# How to apply Amazon flex miami



## j7711 (Jul 28, 2015)

Hello 

How can I apply an amazon flex in Miami? Online it says not available in Miami.

Thanks

Cheers


----------



## CarmenFlexDriver (Jun 21, 2016)

The process is the same for all locations. If they aren't "onboarding" you can still apply and if you're "lucky" they'll contact you when they are. 
I took a quick look and the list of current cities onboarding is probably the smallest i've ever seen.
Good for us who've been doing this for some time, not for those looking to get started.


----------



## soupergloo (Jul 24, 2015)

I've heard Summer is Flex's slow season.
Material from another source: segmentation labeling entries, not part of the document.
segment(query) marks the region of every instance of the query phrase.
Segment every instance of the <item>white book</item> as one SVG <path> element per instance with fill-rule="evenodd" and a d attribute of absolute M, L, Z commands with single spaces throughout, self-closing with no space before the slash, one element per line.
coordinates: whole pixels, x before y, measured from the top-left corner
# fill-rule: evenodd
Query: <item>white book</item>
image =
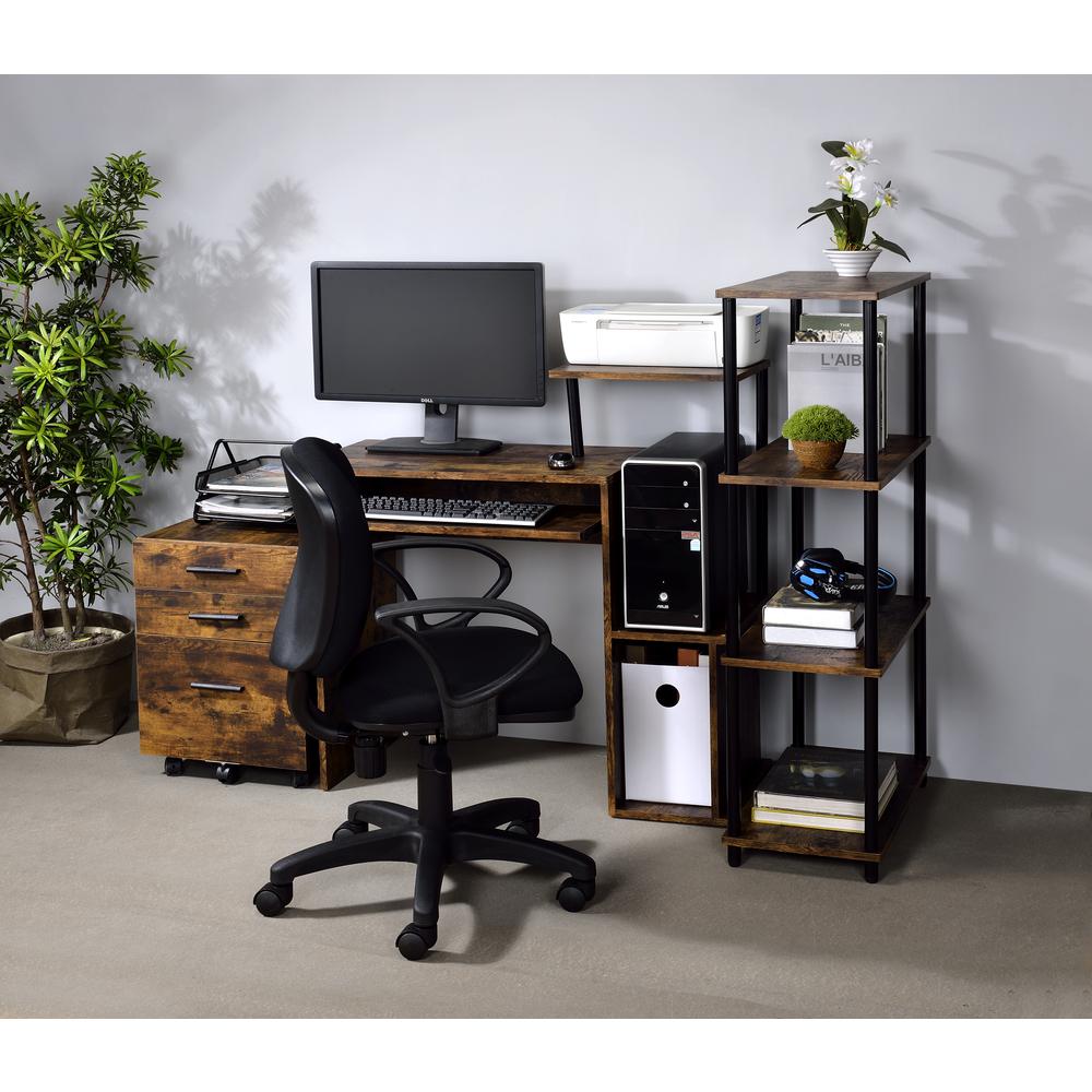
<path fill-rule="evenodd" d="M 217 495 L 201 497 L 198 511 L 202 515 L 227 515 L 237 520 L 288 520 L 292 517 L 292 500 L 287 497 L 233 497 Z"/>
<path fill-rule="evenodd" d="M 882 770 L 883 767 L 880 767 Z M 878 798 L 883 802 L 899 784 L 895 764 L 891 762 L 887 772 L 880 779 Z M 850 800 L 836 797 L 812 796 L 802 793 L 768 793 L 761 788 L 755 792 L 755 807 L 774 808 L 780 811 L 806 811 L 809 815 L 850 816 L 859 819 L 865 814 L 864 800 Z"/>
<path fill-rule="evenodd" d="M 853 629 L 865 613 L 863 603 L 816 603 L 785 584 L 762 607 L 767 626 L 800 626 L 805 629 Z"/>
<path fill-rule="evenodd" d="M 841 410 L 859 430 L 846 441 L 845 450 L 862 454 L 865 450 L 864 348 L 858 344 L 829 345 L 799 342 L 788 346 L 788 414 L 804 406 L 824 405 Z M 887 349 L 879 346 L 877 357 L 877 443 L 887 443 Z"/>
<path fill-rule="evenodd" d="M 864 640 L 864 627 L 854 629 L 811 629 L 808 626 L 763 626 L 767 644 L 803 644 L 810 649 L 856 649 Z"/>
<path fill-rule="evenodd" d="M 898 781 L 894 781 L 888 786 L 887 792 L 880 796 L 878 811 L 880 816 L 882 816 L 885 810 L 887 810 L 887 806 L 891 803 L 891 797 L 894 796 L 897 787 Z M 862 809 L 860 818 L 857 819 L 852 816 L 835 816 L 814 811 L 765 808 L 758 807 L 756 805 L 751 808 L 751 820 L 753 822 L 771 823 L 778 827 L 808 827 L 814 830 L 844 830 L 854 834 L 864 834 L 865 832 L 864 809 Z"/>

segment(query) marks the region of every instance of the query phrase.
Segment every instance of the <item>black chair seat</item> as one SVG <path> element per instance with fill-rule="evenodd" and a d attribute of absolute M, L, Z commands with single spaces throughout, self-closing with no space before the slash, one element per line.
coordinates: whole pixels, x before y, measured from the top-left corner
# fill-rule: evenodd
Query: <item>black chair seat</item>
<path fill-rule="evenodd" d="M 420 636 L 444 678 L 460 692 L 485 686 L 534 649 L 536 637 L 502 626 L 467 626 Z M 583 696 L 569 657 L 553 645 L 517 686 L 500 693 L 498 714 L 525 717 L 571 710 Z M 337 681 L 340 714 L 357 725 L 439 724 L 440 699 L 425 661 L 402 640 L 382 641 L 358 653 Z"/>

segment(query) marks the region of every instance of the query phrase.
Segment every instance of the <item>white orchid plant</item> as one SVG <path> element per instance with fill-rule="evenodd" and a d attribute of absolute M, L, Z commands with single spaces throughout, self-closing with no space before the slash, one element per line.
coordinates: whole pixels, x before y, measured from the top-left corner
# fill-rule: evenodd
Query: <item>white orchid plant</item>
<path fill-rule="evenodd" d="M 834 190 L 836 197 L 827 198 L 809 209 L 811 215 L 798 226 L 803 227 L 804 224 L 826 216 L 834 228 L 832 241 L 839 250 L 890 250 L 909 262 L 910 254 L 897 242 L 885 239 L 875 228 L 871 239 L 865 242 L 868 222 L 881 209 L 894 209 L 899 203 L 899 191 L 890 180 L 882 185 L 871 183 L 871 204 L 868 203 L 866 194 L 869 194 L 869 182 L 866 171 L 879 164 L 879 159 L 873 158 L 873 142 L 868 139 L 824 140 L 822 150 L 833 156 L 830 169 L 834 174 L 834 180 L 828 181 L 827 188 Z"/>

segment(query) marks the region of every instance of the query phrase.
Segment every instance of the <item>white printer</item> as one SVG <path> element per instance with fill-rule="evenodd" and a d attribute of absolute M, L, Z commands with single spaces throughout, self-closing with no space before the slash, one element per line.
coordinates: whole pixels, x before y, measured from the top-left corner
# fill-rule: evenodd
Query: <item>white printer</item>
<path fill-rule="evenodd" d="M 736 367 L 765 358 L 770 308 L 736 305 Z M 561 311 L 569 364 L 720 368 L 717 304 L 581 304 Z"/>

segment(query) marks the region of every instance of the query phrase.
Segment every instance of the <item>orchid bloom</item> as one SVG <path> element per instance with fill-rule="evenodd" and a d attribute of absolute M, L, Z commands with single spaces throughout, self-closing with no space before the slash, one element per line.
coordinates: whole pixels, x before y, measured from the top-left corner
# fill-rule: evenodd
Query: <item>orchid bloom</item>
<path fill-rule="evenodd" d="M 879 182 L 877 182 L 875 189 L 877 209 L 882 205 L 887 205 L 888 209 L 893 209 L 899 203 L 898 187 L 892 186 L 890 182 L 888 182 L 887 186 L 880 186 Z"/>
<path fill-rule="evenodd" d="M 866 136 L 864 140 L 852 140 L 845 145 L 845 157 L 853 164 L 854 170 L 864 170 L 865 167 L 879 159 L 873 158 L 873 142 Z"/>
<path fill-rule="evenodd" d="M 838 180 L 833 182 L 828 182 L 827 186 L 832 190 L 838 190 L 839 193 L 843 193 L 848 198 L 859 198 L 865 189 L 865 176 L 856 170 L 843 170 L 842 174 L 838 176 Z"/>

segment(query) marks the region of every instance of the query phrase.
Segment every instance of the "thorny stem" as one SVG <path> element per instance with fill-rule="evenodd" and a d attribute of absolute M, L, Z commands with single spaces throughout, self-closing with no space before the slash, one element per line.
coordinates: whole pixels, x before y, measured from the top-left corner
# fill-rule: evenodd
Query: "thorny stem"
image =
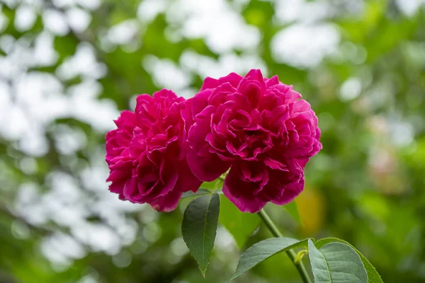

It might be better for you to hold off until they onboard for the holiday season this year .. that's when I joined last year.


----------



## jester121 (Sep 6, 2016)

Summer is also "neighborhood kids stealing lots of packages" season, so expect lots of driver turnover.


----------



## Shangsta (Aug 15, 2016)

soupergloo said:


> I've heard Summer is Flex's slow season. It might be better for you to hold off until they onboard for the holiday season this year .. that's when I joined last year.


Well it's never too early to sign up. I started during the summer. It's a great time to learn since the weather is good and it gets dark out later.


----------